When one of the engines on a typical multi-engine aircraft becomes inoperative, a thrust imbalance exists between the operative and inoperative sides of the aircraft. This thrust imbalance causes several negative effects in addition to the loss of one engine's thrust. For reasons listed below, the left engine of a conventional twin-engine propeller-driven aircraft is usually considered critical.
When one engine becomes inoperative, a torque develops which depends on the lateral distance from the center of gravity (C.G.) to the thrust vector of the operating engine, multiplied by the thrust of the operating engine. The torque effect attempts to yaw the aircraft's nose towards the inoperative engine, a yaw tendency which must be counteracted by the pilot's use of the flight controls.
The operating right-hand engine will produce a more severe yaw towards the dead engine, thus making the failure of the left-hand engine critical.

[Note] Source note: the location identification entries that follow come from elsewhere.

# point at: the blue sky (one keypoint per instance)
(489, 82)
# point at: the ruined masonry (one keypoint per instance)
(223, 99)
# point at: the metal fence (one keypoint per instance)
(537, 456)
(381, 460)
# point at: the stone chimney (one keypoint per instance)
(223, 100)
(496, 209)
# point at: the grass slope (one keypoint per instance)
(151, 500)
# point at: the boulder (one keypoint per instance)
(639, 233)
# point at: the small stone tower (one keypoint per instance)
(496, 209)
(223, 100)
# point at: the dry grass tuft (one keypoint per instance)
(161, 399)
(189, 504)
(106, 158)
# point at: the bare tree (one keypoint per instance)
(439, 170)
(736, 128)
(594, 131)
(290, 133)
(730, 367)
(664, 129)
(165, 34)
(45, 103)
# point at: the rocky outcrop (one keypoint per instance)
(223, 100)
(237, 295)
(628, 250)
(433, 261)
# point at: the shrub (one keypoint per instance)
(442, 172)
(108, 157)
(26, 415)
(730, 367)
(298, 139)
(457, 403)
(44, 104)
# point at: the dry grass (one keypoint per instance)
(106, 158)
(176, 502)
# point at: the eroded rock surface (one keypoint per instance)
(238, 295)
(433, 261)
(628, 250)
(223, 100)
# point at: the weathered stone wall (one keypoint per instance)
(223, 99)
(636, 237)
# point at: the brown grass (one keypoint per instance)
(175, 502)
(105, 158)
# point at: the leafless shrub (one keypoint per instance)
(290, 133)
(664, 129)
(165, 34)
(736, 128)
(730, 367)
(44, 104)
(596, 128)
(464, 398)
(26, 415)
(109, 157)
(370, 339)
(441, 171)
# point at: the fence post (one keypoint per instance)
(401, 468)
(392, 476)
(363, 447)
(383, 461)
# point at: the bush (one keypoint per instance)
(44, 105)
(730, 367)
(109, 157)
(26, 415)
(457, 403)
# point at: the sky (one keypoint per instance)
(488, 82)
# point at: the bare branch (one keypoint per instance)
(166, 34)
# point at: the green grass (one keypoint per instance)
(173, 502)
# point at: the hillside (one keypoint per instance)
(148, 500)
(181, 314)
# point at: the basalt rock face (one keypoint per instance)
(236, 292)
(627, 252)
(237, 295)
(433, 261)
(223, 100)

Due to the asymmetric blade effect (P-factor), the right-hand engine typically develops its resultant thrust vector at a greater lateral distance from the aircraft's C.G. than the left-hand engine. The failure of the left-hand engine will result in a larger yaw effect via the operating right-hand engine, rather than vice-versa, and it is termed the Critical Engine. Since the operating right-hand engine produces a stronger yaw moment, the pilot will need to use larger control deflections in order to maintain aircraft control. Thus, the failure of the critical (left-hand) engine is less desirable than failure of the right-hand engine.

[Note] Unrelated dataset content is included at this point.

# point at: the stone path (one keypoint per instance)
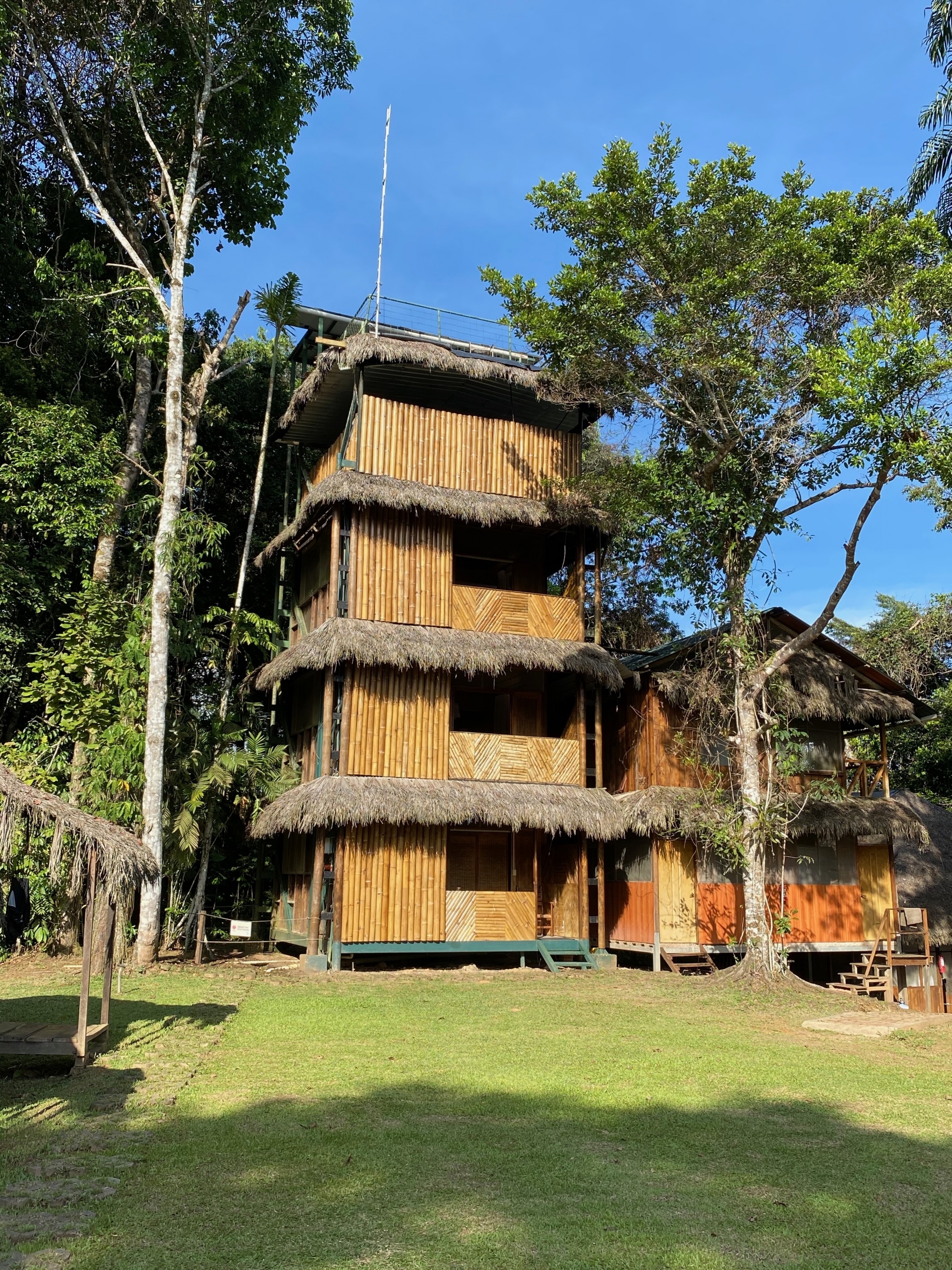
(97, 1131)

It is important to note, however, that this example depends upon both propellers turning clockwise as viewed from the rear. On aircraft with counterclockwise-turning engines (such as the de Havilland Dove), the right engine would be critical.
Aircraft which have counter-rotating propellers rotating toward the cockpit on the top side (such as the Beechcraft Duchess) do not have a critical engine, while both engines are critical on aircraft with counter-rotating propellers turning away from the cockpit. The Lockheed P-38 was an example of the latter.
Lift can be roughly defined as an upwards force resulting from an airstream going over and under a wing. On aircraft with propellers mounted on the wing, the propwash from the engine will accelerate the airstream over the portion of the wing directly behind the propeller. This results in greater lift behind the propeller than at other spots on the wing. From the P-factor effect, the right wing's center of lift will be further from the C.G. than the left-hand wing. While failure of either engine will cause a rolling motion towards the inoperative side, the rolling motion will be more severe with the right engine operating. Thus, the failure of the left-hand engine is critical. Again, this example depends on both engines turning clockwise when viewed from the rear.
On certain aircraft, hydraulic, pneumatic or electrical systems may be powered by one engine. This engine would therefore be critical in this respect
Turbojet and Turbofan Powered Aircraft
Aircraft powered by turbojet or turbofan engines are not normally considered to have a critical engine.